These two verses, Phil 2:3-4, have been giving me a lump in my throat when reading them all week long. It's easy to look at activities as selfless love. For me, the extent of loving selflessly has been most apparent in my role as a father, and in my spiritual life in the form of religious activities.

There have been times when my needs or wants or ambitions have been set at a higher priority than those of my daughter. It's a fine line that we walk as adults between doing what we need to do to provide versus what we want to do to accelerate our career or jockey for position. These have been my primary focus for a long time. These have caused the late nights when that last email just can't wait and you have a smart phone so that you know when you have a reply. The confines of an office no longer apply; all the world is your place of business. Dinner tables, commutes, soccer games, karate, whatever.

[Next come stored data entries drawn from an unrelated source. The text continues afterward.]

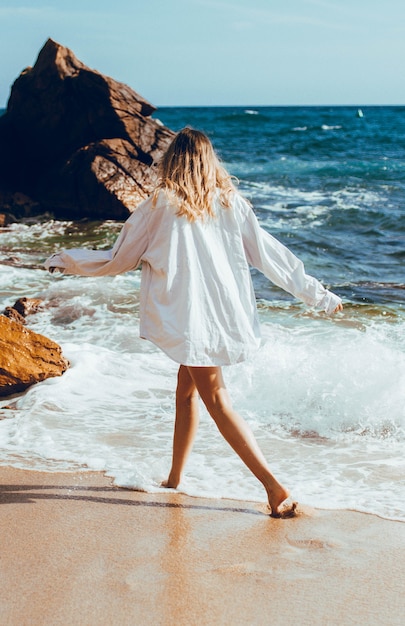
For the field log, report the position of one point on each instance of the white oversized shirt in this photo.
(197, 301)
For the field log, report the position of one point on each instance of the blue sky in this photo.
(225, 52)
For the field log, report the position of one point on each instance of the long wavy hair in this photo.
(190, 173)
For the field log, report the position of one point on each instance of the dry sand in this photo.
(78, 551)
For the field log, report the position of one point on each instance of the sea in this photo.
(324, 395)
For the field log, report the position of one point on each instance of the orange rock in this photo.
(26, 357)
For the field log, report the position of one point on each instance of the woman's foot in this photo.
(279, 502)
(170, 483)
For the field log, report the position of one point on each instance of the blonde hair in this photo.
(190, 173)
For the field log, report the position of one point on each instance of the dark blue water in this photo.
(329, 184)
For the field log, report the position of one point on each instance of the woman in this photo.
(196, 237)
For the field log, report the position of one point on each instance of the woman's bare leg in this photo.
(211, 387)
(186, 424)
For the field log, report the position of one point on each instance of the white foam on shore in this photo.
(325, 400)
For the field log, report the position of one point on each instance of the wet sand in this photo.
(78, 551)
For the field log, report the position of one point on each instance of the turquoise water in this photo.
(325, 396)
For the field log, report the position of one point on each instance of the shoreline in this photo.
(78, 550)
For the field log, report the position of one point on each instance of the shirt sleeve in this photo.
(125, 255)
(282, 267)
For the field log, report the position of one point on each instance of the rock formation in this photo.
(26, 357)
(77, 143)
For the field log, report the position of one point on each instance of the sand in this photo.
(76, 550)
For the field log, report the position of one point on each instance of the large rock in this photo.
(26, 357)
(77, 142)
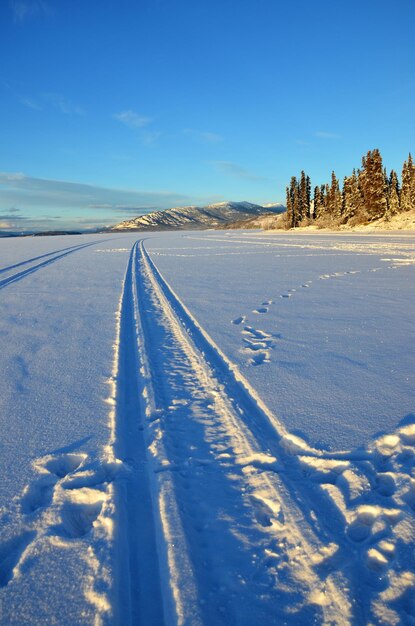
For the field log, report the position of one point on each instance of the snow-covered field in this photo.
(207, 428)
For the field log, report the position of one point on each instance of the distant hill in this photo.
(194, 217)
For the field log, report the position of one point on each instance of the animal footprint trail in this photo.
(59, 502)
(257, 344)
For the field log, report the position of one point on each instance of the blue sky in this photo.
(111, 108)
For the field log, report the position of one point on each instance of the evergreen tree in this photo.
(408, 185)
(296, 204)
(289, 206)
(347, 199)
(308, 188)
(317, 202)
(303, 208)
(334, 198)
(392, 195)
(373, 185)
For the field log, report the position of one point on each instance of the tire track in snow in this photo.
(139, 599)
(235, 540)
(34, 268)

So, in the act of providing, we are in essence taking away the benefit of those we are working to provide for and actually tip-toeing into the very warning contained in these two scriptures. Don't get me wrong - - I'm a huge fan of success and being the best in your field and making money - - however, it's too easy to blur the lines between work and family. We often give our best from 7am-7pm professionally (and at times that's a short day) and then those who love you most get whatever is left over. I've done it. A lot.

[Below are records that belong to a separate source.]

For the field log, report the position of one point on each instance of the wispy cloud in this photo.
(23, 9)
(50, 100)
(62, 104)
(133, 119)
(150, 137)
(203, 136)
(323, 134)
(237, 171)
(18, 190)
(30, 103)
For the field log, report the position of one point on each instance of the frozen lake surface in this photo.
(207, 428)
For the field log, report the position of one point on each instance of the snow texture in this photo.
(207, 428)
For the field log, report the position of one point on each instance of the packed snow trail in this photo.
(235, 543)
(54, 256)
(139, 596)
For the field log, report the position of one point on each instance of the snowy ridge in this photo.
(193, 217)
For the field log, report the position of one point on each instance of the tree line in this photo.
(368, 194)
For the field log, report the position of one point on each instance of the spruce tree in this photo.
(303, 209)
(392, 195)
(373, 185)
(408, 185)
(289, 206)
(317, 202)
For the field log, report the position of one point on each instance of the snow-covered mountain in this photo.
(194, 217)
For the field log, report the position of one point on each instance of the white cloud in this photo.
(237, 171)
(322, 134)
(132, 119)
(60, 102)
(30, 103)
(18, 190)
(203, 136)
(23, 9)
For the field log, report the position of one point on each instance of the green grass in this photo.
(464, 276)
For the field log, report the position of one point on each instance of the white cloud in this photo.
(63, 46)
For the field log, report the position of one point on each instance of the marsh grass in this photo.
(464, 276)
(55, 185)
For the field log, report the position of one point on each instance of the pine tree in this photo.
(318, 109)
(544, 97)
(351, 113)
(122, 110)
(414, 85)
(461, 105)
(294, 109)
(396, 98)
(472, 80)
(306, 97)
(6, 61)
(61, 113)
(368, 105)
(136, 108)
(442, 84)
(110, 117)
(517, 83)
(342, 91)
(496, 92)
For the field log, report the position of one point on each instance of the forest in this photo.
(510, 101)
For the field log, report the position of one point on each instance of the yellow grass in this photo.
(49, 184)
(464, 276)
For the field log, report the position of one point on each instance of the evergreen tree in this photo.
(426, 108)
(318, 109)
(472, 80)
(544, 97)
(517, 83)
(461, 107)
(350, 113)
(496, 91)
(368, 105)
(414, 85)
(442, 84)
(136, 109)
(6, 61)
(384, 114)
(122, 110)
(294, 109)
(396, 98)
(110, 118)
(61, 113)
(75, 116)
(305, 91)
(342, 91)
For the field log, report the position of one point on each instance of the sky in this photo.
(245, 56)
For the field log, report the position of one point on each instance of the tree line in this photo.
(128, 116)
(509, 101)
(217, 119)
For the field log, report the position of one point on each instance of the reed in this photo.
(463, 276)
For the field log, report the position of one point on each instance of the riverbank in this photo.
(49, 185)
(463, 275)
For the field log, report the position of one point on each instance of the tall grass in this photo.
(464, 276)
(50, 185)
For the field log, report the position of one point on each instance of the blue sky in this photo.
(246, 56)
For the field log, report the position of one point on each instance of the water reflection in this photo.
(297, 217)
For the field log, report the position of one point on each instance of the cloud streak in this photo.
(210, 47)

We also encounter the opposite side of the coin in our spiritual lives. We can evaluate our degree of selfless love in the way that we give of our time, talent, or financial resources as they relate to religious activities. We have all given money or raked leaves or packed food boxes or visited nursing homes as a part of giving back to the community and advancing the kingdom. These are all great things as long as our hearts and intentions are in the right place at the right time. Knowing that we can't earn our salvation, simply doing "works" as a metric for how "saved" we are is taken out of the equation. However, what remains is the perception others will have of us within the frame of how visible or sizable our work is.

Do we serve often enough so that people know we are serving, or do we serve as often as we can because it makes our hearts beat faster? As a volunteer artist on the "big stage" at the "big church," I have - on several occasions - had to check my intentions. Knowing that several thousand people see me at church, let alone whoever else around the world may see the service online, make a recipe for some sort of ego or star complex. It may sound silly, but it is a very real possibility given the nature of what we do. So, when I step back and realize that my role within the music elements of a service are not at all about me, the only other possibility left is God and the people that matter to him. My role is to serve them, to help connect them to God through the music, whether in worship or arts package songs. If it's about me, then I cannot possibly connect anyone to God... not even myself. I become a barrier.

I believe this applies to any role or capacity in any and all areas of our lives as a representative of Christ. It has to be all about Him and the people we are serving. If we are connected to Christ, detached from self, then and only then can we connect others to Christ. That's our role. That becomes our true gain. That's living Christ's humility and love.